To further explore what happens in the lower tail, let’s tweak several models to choose one and compare it to a standard distribution.The analysis will be done using the R
programming language.
Load Packages and dataset of bovespa Index. You can reproduce this analysis here.
pacman::p_load(tidyverse,ggplot2,dpylr)
readxl::read_excel('bovespa.xlsx') -> bovespa_index
Lets work with logarithmic returns as computed below.
bovespa_index %<>% mutate(returns_log = log(Close/lag(Close))) %>% drop_na()
Below we look for the left tail elements in yellow, here understand that lower tail are values equal to or less than the 5% quantile.
bovespa_index %>% summarise(lower_tail = quantile(probs=c(.05),returns_log)) %>% pull() -> quantile_lower
bovespa_index %<>% mutate(lower_tail = if_else(returns_log <= quantile_lower,1,0))
bovespa_index %>% filter(returns_log <= quantile_lower) -> lower_tail_bovespa
We are using two criteria to select distributions, AIC and BIC.
require(gamlss)
size_sample<- dim(bovespa_index)[1]
fit_dists_aic <- fitDist(lower_tail_bovespa$returns_log,k = 2)
fit_dists_bic <-fitDist(lower_tail_bovespa$returns_log,k = log(size_sample))
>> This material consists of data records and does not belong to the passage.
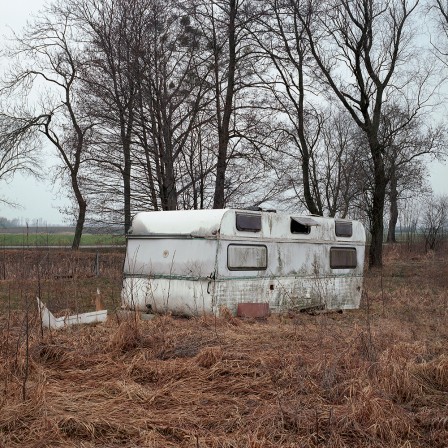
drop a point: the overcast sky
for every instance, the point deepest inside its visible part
(40, 199)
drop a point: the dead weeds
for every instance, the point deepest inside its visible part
(374, 377)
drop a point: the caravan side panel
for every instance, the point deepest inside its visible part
(169, 274)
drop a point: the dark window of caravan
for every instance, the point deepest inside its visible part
(302, 224)
(247, 257)
(343, 228)
(343, 258)
(248, 223)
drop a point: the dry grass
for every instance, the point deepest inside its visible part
(374, 377)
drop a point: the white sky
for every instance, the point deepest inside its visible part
(40, 200)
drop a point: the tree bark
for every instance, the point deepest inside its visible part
(393, 219)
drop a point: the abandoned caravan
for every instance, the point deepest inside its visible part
(198, 261)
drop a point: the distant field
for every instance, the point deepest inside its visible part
(58, 239)
(376, 377)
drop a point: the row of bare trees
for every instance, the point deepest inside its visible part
(159, 105)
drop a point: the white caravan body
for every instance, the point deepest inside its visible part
(198, 261)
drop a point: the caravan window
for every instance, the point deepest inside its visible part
(343, 258)
(248, 223)
(247, 257)
(302, 224)
(343, 228)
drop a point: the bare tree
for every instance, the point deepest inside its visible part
(434, 220)
(50, 62)
(360, 47)
(19, 148)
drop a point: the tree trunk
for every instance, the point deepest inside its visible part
(393, 219)
(224, 125)
(126, 174)
(377, 210)
(82, 207)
GAMLSS are powerful packages for flexible modelling and the package contains many distributions for fit. We use fitDist
to find the best fitted model for lower tail data.
fit_dists_aic$fits
fit_dists_bic$fits
Distribution | AIC | BIC |
---|---|---|
Skew t (Azzalini type 2) | -836.7455 | -829.5728 |
A Skew t is a distribution is accounts for heavy tail, and very used in finance ( look ).
The green line is the mean on the lower tail.To calculate it, it was necessary to use the following formula as documented here.
calculate_mean_ST2 <-function(mu,sigma,tau,nu){
EZ <- ((nu*sqrt(tau))* gamma((tau-1)/2)) /( sqrt(1+nu^2) * sqrt(pi)*gamma(tau/2))
mean <- mu+sigma*EZ
return(mean)
}
To compare with the Gaussian distribution we compute the estimated mean and deviation from the lower tail.
min_log_returns<- min(lower_tail_bovespa$returns_log); max_log_returns<- max(lower_tail_bovespa$returns_log);
x_hat <- mean(lower_tail_bovespa$returns_log) #gaussian estimator for \mu
sd_hat <- sd(lower_tail_bovespa$returns_log) # Gaussian estimator for \sigma
Note that assuming the Gaussian distribution for these data may lead to an overestimation of the mean in the lower tail. The mean for skew-t was -0.038 while for Gaussian it was -0.036.